To help clear her head, she makes time for the occasional weekend soccer match or plays the piano at home, where she lives with her mom, Anna, and dad, Rafael Fernandez, Ph.D., a professor of immunology at UofL.
"If there's something I really want to do, I have to make time to do it," she says. "But now is the time for us to learn how to balance all the things we're going to have to deal with as doctors, professionally and personally. Time management is really a critical skill, and one of our biggest challenges as students."
The school has been very helpful in fostering the skill, she says, by offering time-management classes. And faculty like Ganzel -- a practicing surgeon, wife and mother in addition to being dean of students -- also help.

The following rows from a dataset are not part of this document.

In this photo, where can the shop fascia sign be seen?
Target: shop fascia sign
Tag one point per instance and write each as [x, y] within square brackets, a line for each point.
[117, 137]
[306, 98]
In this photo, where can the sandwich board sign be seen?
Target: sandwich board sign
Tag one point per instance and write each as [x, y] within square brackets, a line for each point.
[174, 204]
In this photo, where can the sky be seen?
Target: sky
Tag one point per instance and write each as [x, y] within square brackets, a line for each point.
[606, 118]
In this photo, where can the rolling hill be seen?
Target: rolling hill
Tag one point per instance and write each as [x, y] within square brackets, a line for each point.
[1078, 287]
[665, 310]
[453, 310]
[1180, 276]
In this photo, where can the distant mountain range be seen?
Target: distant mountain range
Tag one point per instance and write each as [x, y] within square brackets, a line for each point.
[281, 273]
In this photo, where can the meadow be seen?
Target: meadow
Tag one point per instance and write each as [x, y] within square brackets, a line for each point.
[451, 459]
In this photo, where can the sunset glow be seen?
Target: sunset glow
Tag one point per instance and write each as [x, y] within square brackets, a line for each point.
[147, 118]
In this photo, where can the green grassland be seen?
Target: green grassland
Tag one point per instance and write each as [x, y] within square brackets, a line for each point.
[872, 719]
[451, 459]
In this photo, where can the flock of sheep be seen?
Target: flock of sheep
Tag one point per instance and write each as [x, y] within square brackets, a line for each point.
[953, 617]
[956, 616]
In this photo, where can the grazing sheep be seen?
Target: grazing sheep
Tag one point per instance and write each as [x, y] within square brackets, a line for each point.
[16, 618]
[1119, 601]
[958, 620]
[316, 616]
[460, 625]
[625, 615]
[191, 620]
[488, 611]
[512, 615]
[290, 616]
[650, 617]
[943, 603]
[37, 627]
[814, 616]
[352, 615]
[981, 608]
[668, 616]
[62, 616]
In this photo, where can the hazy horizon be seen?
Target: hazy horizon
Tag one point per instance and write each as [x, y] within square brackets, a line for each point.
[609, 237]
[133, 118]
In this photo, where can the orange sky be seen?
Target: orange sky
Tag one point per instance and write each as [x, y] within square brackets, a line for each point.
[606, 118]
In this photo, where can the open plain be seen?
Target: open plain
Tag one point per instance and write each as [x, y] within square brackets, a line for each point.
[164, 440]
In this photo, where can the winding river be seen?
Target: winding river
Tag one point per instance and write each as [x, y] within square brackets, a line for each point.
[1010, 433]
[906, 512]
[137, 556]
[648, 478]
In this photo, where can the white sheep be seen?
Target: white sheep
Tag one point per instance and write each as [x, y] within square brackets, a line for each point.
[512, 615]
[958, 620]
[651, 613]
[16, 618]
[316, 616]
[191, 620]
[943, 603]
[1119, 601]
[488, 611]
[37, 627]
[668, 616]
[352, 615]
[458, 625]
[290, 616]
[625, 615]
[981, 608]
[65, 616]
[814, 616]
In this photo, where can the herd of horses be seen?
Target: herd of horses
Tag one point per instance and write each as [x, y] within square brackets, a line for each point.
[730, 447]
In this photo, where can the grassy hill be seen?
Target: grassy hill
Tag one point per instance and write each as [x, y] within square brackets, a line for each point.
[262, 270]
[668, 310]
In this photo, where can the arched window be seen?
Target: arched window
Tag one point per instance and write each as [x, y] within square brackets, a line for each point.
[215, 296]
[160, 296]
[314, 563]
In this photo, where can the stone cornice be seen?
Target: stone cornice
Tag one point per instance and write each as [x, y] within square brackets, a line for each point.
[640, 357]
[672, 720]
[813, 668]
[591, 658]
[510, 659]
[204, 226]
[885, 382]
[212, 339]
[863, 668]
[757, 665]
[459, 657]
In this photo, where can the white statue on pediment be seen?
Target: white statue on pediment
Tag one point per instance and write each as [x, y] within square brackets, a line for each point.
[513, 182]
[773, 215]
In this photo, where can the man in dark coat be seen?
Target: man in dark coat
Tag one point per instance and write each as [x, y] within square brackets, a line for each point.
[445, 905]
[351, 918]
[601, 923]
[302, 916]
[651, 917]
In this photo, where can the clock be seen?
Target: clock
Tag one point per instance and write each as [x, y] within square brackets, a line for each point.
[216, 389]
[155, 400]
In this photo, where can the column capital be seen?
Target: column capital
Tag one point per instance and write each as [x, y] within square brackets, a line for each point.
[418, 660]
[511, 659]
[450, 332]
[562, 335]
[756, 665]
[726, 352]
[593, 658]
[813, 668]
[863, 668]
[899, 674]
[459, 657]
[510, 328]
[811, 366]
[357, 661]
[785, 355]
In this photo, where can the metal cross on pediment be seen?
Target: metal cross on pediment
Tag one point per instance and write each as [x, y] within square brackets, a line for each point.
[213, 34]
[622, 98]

"I have her as a teacher in a class called Introduction to Clinical Medicine, where we talk about clinical case studies and key issues like professionalism and ethics," Fernandez says. "I know that I and the other women in our class are excited to have her for a mentor because she really shows us that you can balance a family with a demanding and successful career while also playing an active role in the community. She is the epitome of effective time management."
Fernandez, who is of Guatemalan ancestry and speaks fluent Spanish, also hopes to squeeze in some volunteer work by serving the Hispanic community. Before college, she volunteered as a translator at University Hospital's emergency department.
"I'd like to be able to give my services at a clinic for immigrant populations in Louisville," Fernandez says. "Many of these people are pretty powerless to improve the current state of their health care, and I feel a respon-sibility to help serve them."
As Fernandez' first semester winds down, she's more confident than ever that medicine is her true calling. She's equally confident that she made the right decision in coming to UofL.
"I just really like the learning atmosphere here at Louisville," she says. "The faculty are very supportive and open to talking to you at any time about anything, and you really feel like everyone here wants you to succeed. The whole system is just so supportive."
Fernandez also appreciates the school's legendary clinical focus, which sets it apart from many medical institutions.
Although first-year students traditionally have limited opportunities for clinical experience, UofL is rewriting the rules by giving them a chance to practice patient interactions in its Standardized Patient Clinic.
The mock doctor's office employs actors who play the role of patients with scripted maladies. That allows students to conduct exams in a no-risk environment while faculty observe.
"We're really learning the very basics, like how to wash your hands or greet a patient," Fernandez says.
"But it's amazing how many things can go wrong in that interaction. You can know everything there is to know about anatomy and body structures, but if you can't say 'Hi' to a patient, you're not going to be a very good doctor. That patient-doctor connection is crucial."
The clinic, like everything else in medical school, has been "very demanding and challenging, but also exciting because we're learning so much," Fernandez says.
"Soon, I know I will be able to apply that knowledge to improve the health of people who are sick. I'm so glad I came to UofL. This is just the kind of experience I was looking for in medical school."